Learn how loan apps hide their true APR behind processing fees and flat rates. Free EMI Truth Calculator.

AM
By Anjali Mehta · Credit & CIBIL Editor
6 minPublished 6 Jun 2026Updated 5 Jun 2026

The true APR of an instant loan (real math)

Loan apps advertise "1% per day" or "₹5 per ₹1,000 per day". Sounds small. The real APR is usually 200–500%. Here's how to calculate it before you accept.

The headline rate is not the APR

APR (Annual Percentage Rate) is the all-in cost of borrowing for one year, including interest, processing fees, GST, and any "convenience" charges. Loan apps quote daily or flat rates because they look smaller.

The 3-step calculation

Step 1 — Total cost. Add up: interest + processing fee + GST + any other deduction. Example: ₹5,000 loan, 14 days, ₹600 processing fee, ₹150 GST, ₹350 interest = ₹1,100 total cost.

Step 2 — Net disbursed. ₹5,000 − ₹600 − ₹150 = ₹4,250 actually credited.

Step 3 — Annualise. APR = (total cost / net disbursed) × (365 / tenure days) × 100 = (1,100 / 4,250) × (365 / 14) × 100 = 674% APR

The Play Store ad said "1% per day". The real cost is 674% annualised.

Why this matters

RBI's Digital Lending Guidelines (2022) require every lender to disclose the APR in the Key Fact Statement before you accept. If the app shows a "flat rate" or "EMI per ₹1,000" instead of an APR, that itself is a violation — and a strong signal the lender is unregulated.

Common APR-hiding tricks

  • Processing fee deducted up front — you pay interest on money you never received
  • "Convenience" or "verification" fees — sometimes 10–15% of the loan
  • GST shown separately — it's still part of your cost
  • Daily compounding — turns 1%/day into far more than 365%/year

What a fair APR looks like

RBI-regulated personal loans typically range 12–36% APR. Credit card revolving is 30–45%. Anything above 60% APR is predatory by global standards.

FAQ — True APR

Q: Is the 36% APR a hard RBI cap? Not for unsecured personal loans — RBI removed the rate cap years ago. 36% is the practical reference because most regulated banks and NBFCs price below it. Anything above 60% APR is predatory by global standards, and 100%+ usually signals an unregulated lender.

Q: Why do apps quote "flat rate" instead of APR? Flat rate on a 14-day loan looks like 2% but the annualised APR is over 50%. Quoting the smaller number is a sales tactic; the DLG mandates APR disclosure specifically to neutralise it.

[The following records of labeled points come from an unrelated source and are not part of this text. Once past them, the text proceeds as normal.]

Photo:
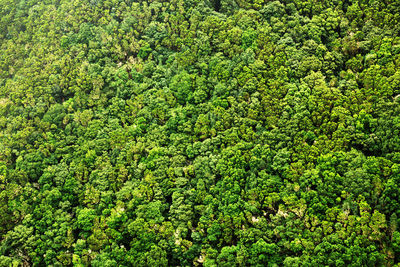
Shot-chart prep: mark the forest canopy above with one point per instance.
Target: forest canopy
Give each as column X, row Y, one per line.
column 199, row 133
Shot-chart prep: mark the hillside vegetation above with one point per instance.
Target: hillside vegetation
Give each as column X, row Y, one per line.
column 199, row 133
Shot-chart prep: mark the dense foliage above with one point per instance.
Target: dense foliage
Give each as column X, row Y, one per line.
column 191, row 132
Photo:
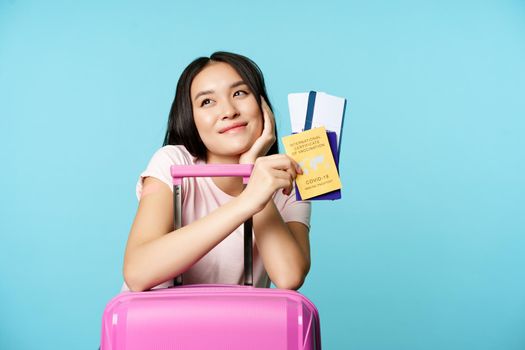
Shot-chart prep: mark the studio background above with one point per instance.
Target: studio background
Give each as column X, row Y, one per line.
column 426, row 250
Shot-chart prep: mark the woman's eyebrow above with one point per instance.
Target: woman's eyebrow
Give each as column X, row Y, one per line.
column 238, row 83
column 203, row 93
column 206, row 92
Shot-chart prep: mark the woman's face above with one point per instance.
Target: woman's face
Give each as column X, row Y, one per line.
column 225, row 111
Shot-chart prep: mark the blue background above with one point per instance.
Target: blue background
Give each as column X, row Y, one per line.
column 425, row 251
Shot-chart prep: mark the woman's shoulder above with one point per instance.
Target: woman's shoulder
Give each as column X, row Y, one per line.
column 173, row 154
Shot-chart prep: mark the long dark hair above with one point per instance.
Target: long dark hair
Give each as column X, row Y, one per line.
column 181, row 128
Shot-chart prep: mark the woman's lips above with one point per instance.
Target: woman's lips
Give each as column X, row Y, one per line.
column 233, row 128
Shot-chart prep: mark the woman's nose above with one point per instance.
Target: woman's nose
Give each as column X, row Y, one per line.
column 229, row 110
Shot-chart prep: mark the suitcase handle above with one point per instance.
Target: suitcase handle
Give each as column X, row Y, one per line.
column 210, row 170
column 178, row 172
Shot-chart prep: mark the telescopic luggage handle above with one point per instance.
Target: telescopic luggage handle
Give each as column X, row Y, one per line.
column 210, row 170
column 178, row 172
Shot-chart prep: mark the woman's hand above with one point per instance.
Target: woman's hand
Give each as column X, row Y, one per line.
column 270, row 173
column 262, row 145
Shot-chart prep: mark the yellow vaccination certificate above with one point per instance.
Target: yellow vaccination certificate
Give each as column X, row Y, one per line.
column 312, row 151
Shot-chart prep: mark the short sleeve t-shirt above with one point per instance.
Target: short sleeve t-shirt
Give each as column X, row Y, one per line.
column 200, row 196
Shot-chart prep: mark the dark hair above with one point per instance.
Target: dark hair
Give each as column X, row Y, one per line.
column 181, row 128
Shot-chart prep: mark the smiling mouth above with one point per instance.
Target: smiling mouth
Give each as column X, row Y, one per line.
column 233, row 128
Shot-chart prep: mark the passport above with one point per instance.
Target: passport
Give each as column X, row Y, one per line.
column 311, row 149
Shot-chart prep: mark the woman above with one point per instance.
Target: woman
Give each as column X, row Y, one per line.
column 220, row 114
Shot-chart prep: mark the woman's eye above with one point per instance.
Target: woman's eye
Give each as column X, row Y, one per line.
column 240, row 93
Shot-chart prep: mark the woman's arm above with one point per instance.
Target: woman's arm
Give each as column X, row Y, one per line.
column 155, row 253
column 284, row 247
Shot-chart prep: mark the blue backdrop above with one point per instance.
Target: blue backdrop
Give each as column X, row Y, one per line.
column 425, row 251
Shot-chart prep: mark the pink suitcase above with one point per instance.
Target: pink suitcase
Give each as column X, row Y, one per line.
column 211, row 316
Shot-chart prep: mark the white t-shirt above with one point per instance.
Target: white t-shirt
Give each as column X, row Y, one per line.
column 224, row 264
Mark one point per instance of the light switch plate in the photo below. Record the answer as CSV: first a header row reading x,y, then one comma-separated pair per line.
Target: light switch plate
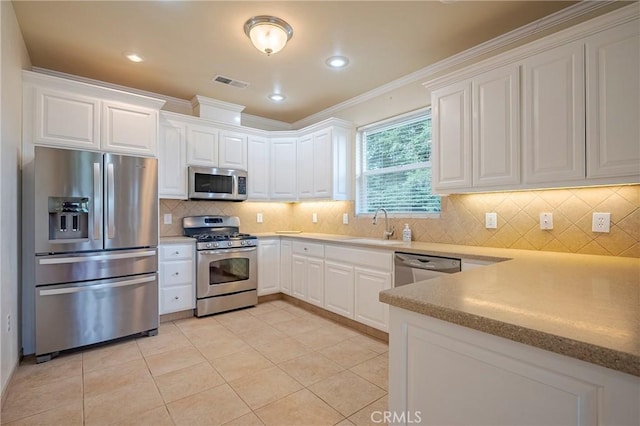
x,y
491,220
601,222
546,220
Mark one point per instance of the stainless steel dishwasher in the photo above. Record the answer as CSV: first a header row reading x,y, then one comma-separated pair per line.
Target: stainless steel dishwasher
x,y
411,267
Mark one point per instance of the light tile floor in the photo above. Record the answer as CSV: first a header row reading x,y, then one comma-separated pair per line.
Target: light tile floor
x,y
274,364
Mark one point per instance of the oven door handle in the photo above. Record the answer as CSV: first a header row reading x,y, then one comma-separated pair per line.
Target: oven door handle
x,y
225,251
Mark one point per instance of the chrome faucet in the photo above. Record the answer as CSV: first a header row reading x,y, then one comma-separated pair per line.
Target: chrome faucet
x,y
388,232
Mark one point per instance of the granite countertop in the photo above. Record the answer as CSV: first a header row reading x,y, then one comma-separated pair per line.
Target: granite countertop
x,y
582,306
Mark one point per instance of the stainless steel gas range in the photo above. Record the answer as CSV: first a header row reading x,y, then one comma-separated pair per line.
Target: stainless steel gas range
x,y
227,270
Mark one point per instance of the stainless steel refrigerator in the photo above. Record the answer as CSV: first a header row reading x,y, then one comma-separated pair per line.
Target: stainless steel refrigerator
x,y
95,235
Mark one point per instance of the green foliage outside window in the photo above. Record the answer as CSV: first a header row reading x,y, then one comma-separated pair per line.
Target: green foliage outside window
x,y
395,168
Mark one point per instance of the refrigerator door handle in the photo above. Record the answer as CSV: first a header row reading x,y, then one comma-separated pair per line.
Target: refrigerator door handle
x,y
111,231
69,290
97,211
76,259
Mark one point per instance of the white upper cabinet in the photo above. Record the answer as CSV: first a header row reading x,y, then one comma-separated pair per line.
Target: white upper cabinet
x,y
560,111
172,166
305,166
613,102
129,129
282,185
258,164
324,164
66,113
495,103
233,150
202,145
451,150
62,118
553,136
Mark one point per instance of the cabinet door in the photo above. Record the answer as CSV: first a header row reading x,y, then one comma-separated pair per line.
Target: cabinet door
x,y
178,298
496,130
299,276
322,164
172,162
339,288
315,281
554,115
129,129
258,168
285,266
305,166
233,150
202,146
268,267
369,310
613,102
283,169
66,119
451,149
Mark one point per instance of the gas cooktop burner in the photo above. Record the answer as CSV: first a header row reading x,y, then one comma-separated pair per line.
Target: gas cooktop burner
x,y
216,232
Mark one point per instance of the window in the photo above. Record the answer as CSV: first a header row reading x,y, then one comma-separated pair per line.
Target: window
x,y
394,167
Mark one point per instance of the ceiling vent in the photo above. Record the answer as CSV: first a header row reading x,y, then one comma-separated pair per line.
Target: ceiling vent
x,y
230,81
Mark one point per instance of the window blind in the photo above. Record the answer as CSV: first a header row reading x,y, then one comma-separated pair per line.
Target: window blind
x,y
395,167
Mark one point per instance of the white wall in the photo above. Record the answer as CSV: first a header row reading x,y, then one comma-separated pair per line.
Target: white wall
x,y
13,58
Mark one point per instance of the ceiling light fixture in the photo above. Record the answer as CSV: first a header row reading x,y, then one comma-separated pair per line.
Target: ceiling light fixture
x,y
268,33
133,57
337,62
276,97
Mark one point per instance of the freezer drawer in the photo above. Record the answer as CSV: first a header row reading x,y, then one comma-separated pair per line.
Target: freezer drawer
x,y
79,314
72,267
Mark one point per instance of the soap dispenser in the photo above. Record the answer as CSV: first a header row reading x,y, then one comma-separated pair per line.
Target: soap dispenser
x,y
406,233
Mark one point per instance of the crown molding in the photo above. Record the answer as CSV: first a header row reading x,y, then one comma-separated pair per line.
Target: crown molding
x,y
497,43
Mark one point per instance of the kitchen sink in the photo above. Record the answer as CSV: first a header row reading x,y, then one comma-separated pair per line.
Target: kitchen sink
x,y
374,241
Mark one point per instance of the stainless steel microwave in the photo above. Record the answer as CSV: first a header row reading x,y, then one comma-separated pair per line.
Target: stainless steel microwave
x,y
212,183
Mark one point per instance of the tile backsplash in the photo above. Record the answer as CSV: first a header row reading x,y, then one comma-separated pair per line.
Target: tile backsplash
x,y
461,220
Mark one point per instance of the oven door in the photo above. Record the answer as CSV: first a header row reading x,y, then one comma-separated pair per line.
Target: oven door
x,y
226,271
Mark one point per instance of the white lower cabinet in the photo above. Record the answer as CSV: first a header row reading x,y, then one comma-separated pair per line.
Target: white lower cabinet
x,y
177,277
307,272
268,266
443,373
339,288
368,285
285,266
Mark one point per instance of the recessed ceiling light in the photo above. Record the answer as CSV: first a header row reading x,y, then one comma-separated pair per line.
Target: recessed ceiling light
x,y
133,57
276,97
337,62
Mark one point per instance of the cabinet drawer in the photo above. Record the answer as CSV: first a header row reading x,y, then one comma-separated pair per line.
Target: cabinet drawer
x,y
308,249
179,272
176,252
376,259
177,298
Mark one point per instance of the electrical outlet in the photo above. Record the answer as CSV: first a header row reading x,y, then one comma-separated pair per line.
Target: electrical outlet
x,y
601,222
546,220
491,220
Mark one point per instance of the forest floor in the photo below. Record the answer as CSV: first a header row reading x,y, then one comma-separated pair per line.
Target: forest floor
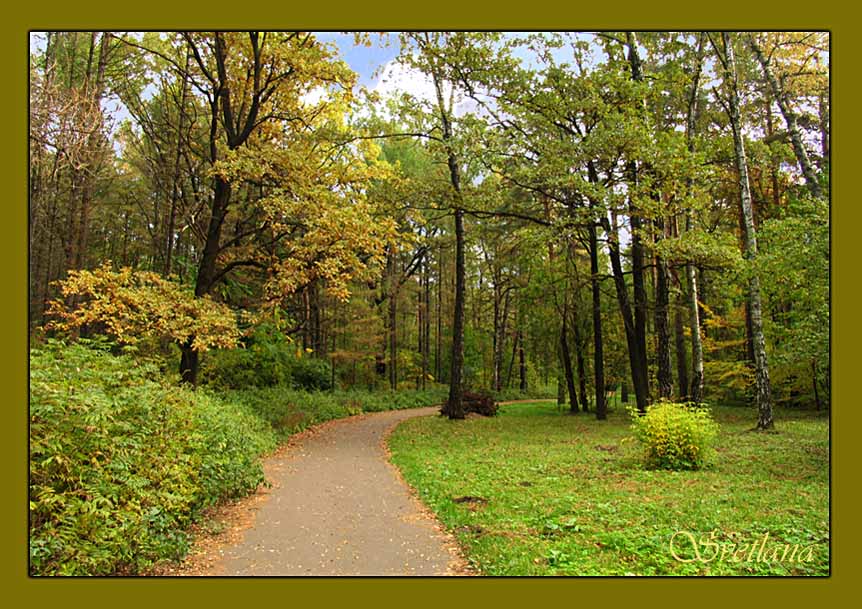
x,y
536,491
336,507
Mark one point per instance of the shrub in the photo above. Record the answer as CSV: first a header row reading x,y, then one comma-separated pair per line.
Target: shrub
x,y
675,436
121,464
267,360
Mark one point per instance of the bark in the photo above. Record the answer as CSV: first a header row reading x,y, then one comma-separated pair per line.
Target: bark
x,y
392,325
639,289
679,343
695,393
454,406
814,383
566,356
662,326
763,388
789,118
522,364
579,354
638,370
598,353
175,182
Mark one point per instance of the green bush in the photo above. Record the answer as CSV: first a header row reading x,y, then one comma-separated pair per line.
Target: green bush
x,y
266,360
289,411
675,436
121,464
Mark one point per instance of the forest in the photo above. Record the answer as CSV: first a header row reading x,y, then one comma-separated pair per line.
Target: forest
x,y
222,222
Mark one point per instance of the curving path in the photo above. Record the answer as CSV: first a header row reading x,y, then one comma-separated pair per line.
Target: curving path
x,y
338,507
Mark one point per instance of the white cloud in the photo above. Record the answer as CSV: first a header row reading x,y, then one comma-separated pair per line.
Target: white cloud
x,y
396,79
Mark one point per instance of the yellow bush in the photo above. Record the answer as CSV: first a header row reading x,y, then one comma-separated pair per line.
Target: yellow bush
x,y
675,436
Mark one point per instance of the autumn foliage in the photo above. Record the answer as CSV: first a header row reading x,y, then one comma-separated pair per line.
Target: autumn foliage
x,y
128,305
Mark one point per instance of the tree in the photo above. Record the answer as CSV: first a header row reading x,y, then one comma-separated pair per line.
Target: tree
x,y
727,57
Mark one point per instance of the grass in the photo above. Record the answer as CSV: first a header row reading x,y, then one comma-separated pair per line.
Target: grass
x,y
542,492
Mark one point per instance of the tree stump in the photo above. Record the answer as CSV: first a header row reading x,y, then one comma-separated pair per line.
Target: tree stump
x,y
477,402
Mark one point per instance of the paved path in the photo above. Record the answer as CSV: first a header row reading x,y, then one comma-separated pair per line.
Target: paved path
x,y
338,507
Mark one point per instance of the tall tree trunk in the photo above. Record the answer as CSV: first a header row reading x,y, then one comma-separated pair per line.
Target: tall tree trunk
x,y
764,391
598,353
455,405
679,343
438,346
566,356
175,178
662,326
695,393
579,354
497,339
789,117
522,363
392,325
814,383
639,289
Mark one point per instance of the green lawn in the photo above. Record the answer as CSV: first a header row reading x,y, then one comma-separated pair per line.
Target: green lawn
x,y
542,492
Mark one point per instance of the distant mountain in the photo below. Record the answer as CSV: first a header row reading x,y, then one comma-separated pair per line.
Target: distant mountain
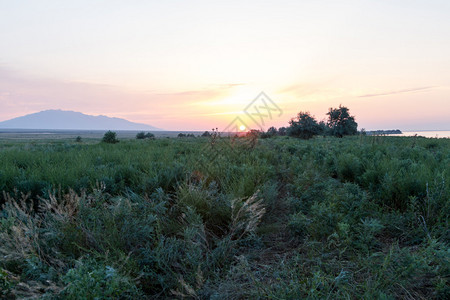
x,y
71,120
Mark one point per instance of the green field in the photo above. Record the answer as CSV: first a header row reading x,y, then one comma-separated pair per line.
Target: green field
x,y
361,217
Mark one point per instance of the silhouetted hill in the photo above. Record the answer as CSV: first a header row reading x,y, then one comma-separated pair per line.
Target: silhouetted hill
x,y
62,119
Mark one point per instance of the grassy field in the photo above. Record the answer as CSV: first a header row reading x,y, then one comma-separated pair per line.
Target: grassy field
x,y
353,218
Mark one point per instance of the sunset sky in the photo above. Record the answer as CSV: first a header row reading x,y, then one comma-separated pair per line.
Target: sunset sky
x,y
194,65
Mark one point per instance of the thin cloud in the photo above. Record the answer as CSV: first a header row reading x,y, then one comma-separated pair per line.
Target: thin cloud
x,y
398,92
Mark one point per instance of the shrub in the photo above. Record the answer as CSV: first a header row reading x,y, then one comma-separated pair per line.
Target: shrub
x,y
92,280
142,135
110,137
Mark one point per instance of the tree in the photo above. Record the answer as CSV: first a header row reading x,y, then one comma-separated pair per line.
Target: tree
x,y
304,126
110,137
140,135
206,134
282,131
272,131
340,122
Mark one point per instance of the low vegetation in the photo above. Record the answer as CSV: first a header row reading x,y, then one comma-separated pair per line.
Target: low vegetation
x,y
359,217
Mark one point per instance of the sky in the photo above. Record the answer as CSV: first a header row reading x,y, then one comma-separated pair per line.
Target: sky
x,y
196,65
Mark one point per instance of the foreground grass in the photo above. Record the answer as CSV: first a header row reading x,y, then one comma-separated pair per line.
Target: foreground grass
x,y
359,217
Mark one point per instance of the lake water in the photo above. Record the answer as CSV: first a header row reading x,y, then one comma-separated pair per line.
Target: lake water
x,y
429,134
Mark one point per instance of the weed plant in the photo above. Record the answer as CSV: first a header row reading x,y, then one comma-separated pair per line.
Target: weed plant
x,y
361,217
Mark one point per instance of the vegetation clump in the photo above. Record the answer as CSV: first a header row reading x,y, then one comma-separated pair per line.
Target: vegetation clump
x,y
142,135
354,218
110,137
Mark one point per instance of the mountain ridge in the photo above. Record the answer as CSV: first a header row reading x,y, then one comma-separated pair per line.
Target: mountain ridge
x,y
57,119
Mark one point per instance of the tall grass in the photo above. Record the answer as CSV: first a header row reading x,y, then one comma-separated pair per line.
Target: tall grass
x,y
359,217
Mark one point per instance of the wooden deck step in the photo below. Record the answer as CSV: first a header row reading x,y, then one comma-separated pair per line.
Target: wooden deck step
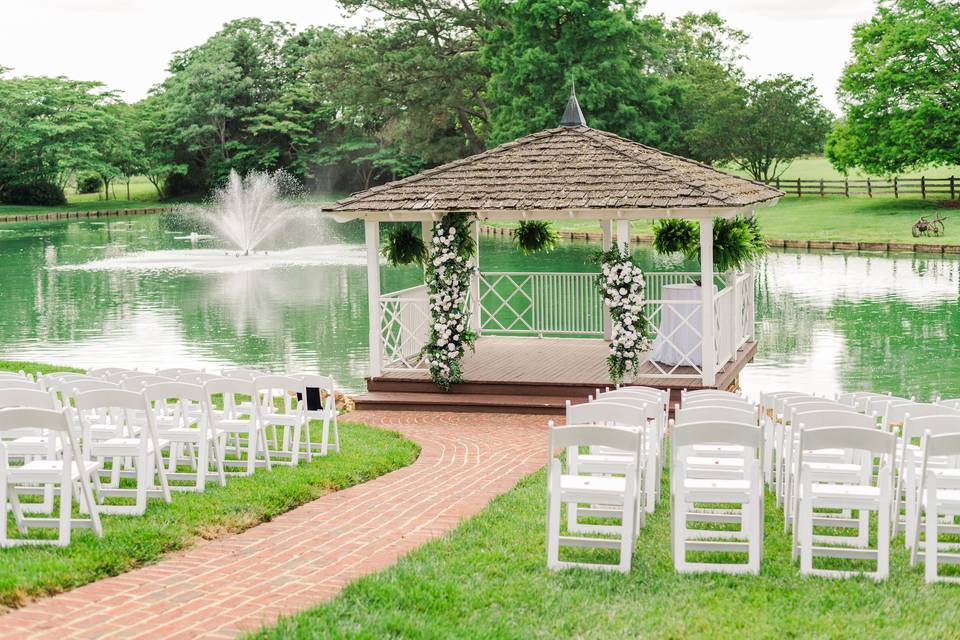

If you see a "flat rate" without an APR on the KFS, it is a violation.

Q: Should I include GST in APR? Yes. RBI's 2023 clarification requires APR to include GST and every mandatory charge. If the lender shows GST separately, add it back yourself before comparing offers.

Q: What APR is fair for a ₹10,000 / 30-day loan? With honest pricing — 2–3% processing fee, no hidden charges — a 30-day micro-loan still works out to ~36–45% APR because short tenure amplifies fees. Anything beyond 60% is predatory, even at short tenure.

Q: Can I use the cooling-off period to test a lender's true APR? Yes. Take the loan, immediately request return under the cooling-off window, and observe what the lender charges. If they demand more than the proportionate APR + minor fee, the lender is non-compliant — document and file Sachet.